Doing Archival Research: Advice for Getting Started

Archival research can be intimidating when you first start because it seems so different from “regular” research. And it does indeed have some particular challenges. To help you as you begin your research, I’ve put together some pointers for doing archival research.

Before you go into the archives:

  • Review all the finding aids or fonds descriptions for the collections you’ll be choosing from. Which ones do you find most interesting? Begin with those papers, but make sure to look at more than one collection, because you can’t know what exciting stuff might be there.
  • Think about what questions you have, based on your own interests, the scholarly readings we’ve done, or the goals of the Archives Project. Use these to guide your initial readings, but be open to discovering something new and taking that direction instead or in addition.

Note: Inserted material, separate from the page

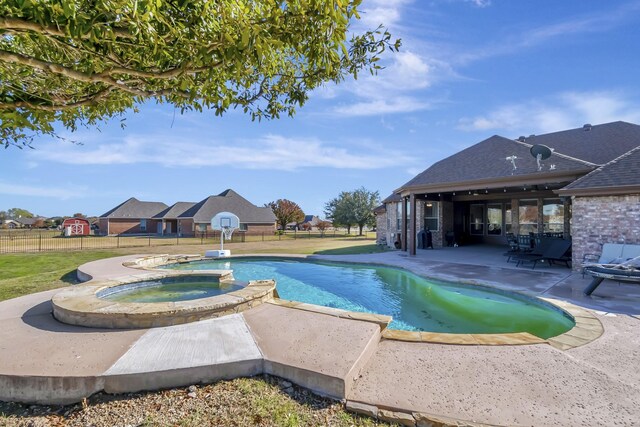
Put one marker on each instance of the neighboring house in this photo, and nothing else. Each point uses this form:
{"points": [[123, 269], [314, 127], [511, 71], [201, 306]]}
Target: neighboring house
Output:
{"points": [[131, 217], [76, 227], [30, 222], [587, 190], [310, 222], [253, 219], [185, 218], [12, 224]]}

When you get to the archives

  • If we aren’t meeting as a class, sign out 1 box from the materials assigned. If we are meeting as a group and have the materials already out for us, choose 1 box from the materials assigned.
  • Open a Word doc or start notes on the purple pads RBSC provides. Use the finding aid or archival description (typically at the front of the box) to scan through the different materials available: based on what you hope to find or think about, what jumps out at you as most interesting? What else occurs to you as you scan this list that you’d like to check out? Write yourself a list of files to check out.
  • Choose one. Immediately, write down the Collection / Fond, the Box number, and the file number you’ve chosen to work with. (You could also take a photo, but it’s a good practice to keep the notes and file info together in one document.)
  • Start reading, carefully flipping through the pages (remembering to keep materials in the order you’ve found them).
  • Draw on your skills in qualitative literary analysis: read these as texts. What makes them meaningful, and how, and to whom? Think about audience (original and archival), rhetorical structures, genres, functions, even literary devices. What patterns emerge, in the one collection and also across collections (e.g., how artists represent their work to their agents in correspondence)? What seems anomalous, why, and how? What intrigues you and you need more information about?
  • Feel free to take photos of documents so that you can consult them later; just be sure your flash is off and the archive tag is included in the image.
  • Don’t hesitate to call on the archival staff for help about archival questions. For historical or contextual information about the people, times, events etc related to your chosen archival material, use Google!
  • General advice: Pace yourself, giving yourself time to look through multiple folders or collections if it’s your first time working with the materials. Explore. Be open to discovery. The goal is to find 5-6 documents that you’d like to talk about because they illustrate an idea, issue, or research problem you think needs addressing.